El viejo caldo de cultivo asociado a la violencia terrorista hierve en Camisea pero hasta ahí nomás. La diferencia con el pasado es que ahora la inmensa mayoría de peruanos sabemos que ese no es el drama del que una banda de iluminados busca redimirnos, sino el pretexto para que mantengan su vigencia y atenúen los apremios de su clandestinidad y su vida a salto de mata.
Lo dramático es que cuando uno oye a los liberados decir, unánimemente, que no han sido maltratados y cuando se oye a los pobladores de Kiteni, en los enlaces de TV en vivo, quejarse del Estado y de las empresas de la zona, no se puede dejar de ver a la potencial clientela social que necesitan los delincuentes para seguir con sus negocios de narcotráfico y, si algo les queda de ideología, jugar a la revolución focalizada.
Hayan cobrado o no un rescate (los expertos siguen discutiendo esto, pero también apuntan que no es precisamente dinero lo que les falta a los Quispe Palomino), este espectáculo de zozobra nacional, de obreros que no guardan mal recuerdo de su captura y de pequeñas comunidades aturdidas y desplazadas por las operaciones, ya es un activo para los malos y un pasivo en nuestro control de daños.
Eso de ‘victoria impecable’ solo puede existir en la portada de “El Peruano”. Pero hay algo mucho más dramático: que el ‘neoterrorismo’ o ‘posterrorismo’ de los Quispe Palomino no es el enemigo principal.
Lo es la mafia del narcotráfico que ha penetrado hasta los poderes del Estado y lava sus activos en el ‘boom’ constructor, en la educación, en la pesca, el transporte y en actividades inimaginables.
Cada línea o minuto de reflexión dedicado al terrorismo a secas contribuye a invisibilizar la presencia del narcotráfico en nuestra sociedad.

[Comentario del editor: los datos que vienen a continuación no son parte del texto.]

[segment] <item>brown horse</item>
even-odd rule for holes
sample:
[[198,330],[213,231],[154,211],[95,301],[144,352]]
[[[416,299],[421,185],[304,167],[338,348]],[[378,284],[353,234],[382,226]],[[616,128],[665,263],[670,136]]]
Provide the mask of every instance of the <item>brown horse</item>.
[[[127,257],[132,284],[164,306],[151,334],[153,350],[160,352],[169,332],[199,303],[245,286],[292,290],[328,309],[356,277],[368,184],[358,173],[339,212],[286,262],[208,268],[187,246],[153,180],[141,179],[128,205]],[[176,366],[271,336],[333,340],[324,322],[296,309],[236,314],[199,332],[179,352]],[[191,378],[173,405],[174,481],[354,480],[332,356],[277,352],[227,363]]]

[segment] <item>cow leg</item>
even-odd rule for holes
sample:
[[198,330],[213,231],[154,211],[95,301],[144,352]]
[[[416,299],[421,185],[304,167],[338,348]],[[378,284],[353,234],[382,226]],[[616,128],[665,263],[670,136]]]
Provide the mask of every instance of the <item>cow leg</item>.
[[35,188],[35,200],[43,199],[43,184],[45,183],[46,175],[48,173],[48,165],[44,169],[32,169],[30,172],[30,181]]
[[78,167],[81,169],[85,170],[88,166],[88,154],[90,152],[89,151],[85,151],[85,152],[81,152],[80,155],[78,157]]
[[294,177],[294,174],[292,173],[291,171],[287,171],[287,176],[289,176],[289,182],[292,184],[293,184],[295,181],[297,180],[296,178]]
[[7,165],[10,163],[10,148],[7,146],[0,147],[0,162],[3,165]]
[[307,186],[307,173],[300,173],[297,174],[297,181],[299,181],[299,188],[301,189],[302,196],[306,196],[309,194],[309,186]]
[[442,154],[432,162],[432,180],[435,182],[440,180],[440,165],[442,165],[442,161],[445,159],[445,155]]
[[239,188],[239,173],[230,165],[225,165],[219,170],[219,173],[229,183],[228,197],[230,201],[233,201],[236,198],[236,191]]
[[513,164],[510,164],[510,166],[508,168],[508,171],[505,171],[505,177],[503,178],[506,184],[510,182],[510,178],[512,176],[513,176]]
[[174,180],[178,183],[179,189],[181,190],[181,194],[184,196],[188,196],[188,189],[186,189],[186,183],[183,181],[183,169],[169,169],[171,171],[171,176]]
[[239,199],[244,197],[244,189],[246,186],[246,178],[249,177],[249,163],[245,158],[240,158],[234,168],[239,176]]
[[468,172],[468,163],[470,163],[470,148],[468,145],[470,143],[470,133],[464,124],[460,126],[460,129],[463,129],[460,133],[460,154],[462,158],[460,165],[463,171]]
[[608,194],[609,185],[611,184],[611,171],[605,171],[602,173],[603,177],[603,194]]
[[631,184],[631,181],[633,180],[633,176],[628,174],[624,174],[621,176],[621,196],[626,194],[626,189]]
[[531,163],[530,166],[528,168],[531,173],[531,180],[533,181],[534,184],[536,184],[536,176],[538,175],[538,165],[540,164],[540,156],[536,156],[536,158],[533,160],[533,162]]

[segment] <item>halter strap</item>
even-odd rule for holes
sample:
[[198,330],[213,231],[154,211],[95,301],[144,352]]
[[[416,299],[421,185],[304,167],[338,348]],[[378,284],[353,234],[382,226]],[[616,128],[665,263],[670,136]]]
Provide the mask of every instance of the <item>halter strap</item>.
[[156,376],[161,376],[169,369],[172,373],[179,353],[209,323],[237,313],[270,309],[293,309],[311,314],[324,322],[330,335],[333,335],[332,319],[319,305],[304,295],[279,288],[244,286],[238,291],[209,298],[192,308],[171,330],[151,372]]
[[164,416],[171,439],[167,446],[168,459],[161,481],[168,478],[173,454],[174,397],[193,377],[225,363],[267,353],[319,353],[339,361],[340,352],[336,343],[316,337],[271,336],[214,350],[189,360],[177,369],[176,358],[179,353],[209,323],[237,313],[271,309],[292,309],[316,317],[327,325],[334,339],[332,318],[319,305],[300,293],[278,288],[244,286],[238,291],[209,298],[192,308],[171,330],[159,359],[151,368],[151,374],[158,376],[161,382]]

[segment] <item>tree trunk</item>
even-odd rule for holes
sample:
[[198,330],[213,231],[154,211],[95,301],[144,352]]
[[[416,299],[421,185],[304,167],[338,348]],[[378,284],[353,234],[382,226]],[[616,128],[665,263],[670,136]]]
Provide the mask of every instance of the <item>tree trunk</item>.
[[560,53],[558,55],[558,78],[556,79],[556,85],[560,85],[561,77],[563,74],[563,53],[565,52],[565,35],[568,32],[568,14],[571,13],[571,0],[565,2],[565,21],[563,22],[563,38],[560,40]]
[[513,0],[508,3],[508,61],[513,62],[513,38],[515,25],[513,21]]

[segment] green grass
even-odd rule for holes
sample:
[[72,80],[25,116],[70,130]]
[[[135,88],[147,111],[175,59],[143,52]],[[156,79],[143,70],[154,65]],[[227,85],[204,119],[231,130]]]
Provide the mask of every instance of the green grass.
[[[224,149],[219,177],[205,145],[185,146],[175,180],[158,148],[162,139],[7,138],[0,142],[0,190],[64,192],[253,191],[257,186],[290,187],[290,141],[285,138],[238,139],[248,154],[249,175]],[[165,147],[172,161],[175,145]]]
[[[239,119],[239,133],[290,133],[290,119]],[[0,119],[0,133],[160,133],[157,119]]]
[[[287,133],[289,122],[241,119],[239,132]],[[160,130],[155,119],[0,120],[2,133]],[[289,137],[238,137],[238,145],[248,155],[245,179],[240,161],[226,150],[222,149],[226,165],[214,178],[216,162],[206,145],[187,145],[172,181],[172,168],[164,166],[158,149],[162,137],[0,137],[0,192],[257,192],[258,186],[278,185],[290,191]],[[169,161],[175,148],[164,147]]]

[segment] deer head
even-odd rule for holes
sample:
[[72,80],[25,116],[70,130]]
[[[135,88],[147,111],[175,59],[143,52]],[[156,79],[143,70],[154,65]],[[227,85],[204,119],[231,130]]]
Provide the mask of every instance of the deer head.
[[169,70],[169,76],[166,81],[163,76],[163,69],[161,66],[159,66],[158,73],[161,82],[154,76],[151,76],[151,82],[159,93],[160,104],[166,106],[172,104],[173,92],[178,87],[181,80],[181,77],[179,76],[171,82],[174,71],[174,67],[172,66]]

No está de más exigir eficacia operativa al combate de los Quispe Palomino en la zona, pero el eje de nuestra preocupación tiene que ser la estrategia nacional de lucha contra el narcotráfico.
Devida se ha convertido en una entelequia coordinadora y facilitadora de proyectos y decisiones entre distintas instancias del Ministerio del Interior. Esto lo ha dado a entender su propia jefa, Carmen Masías, que ha resultado otra víctima de la falta de brújula y voluntad política en la lucha contra el narcotráfico.
El anterior jefe de Devida, Ricardo Soberón, chocó con esas instancias policiales, y su salida sembró más caos del que ya había en la lucha antidrogas.
El presidente Humala, como jefe de las fuerzas del orden, según mandala Constitución, y como jefe del Consejo Nacional de Seguridad Ciudadana según su propia decisión política al inicio de su gobierno, nos debe una declaración urgente sobre la estrategia nacional contra el narcotráfico.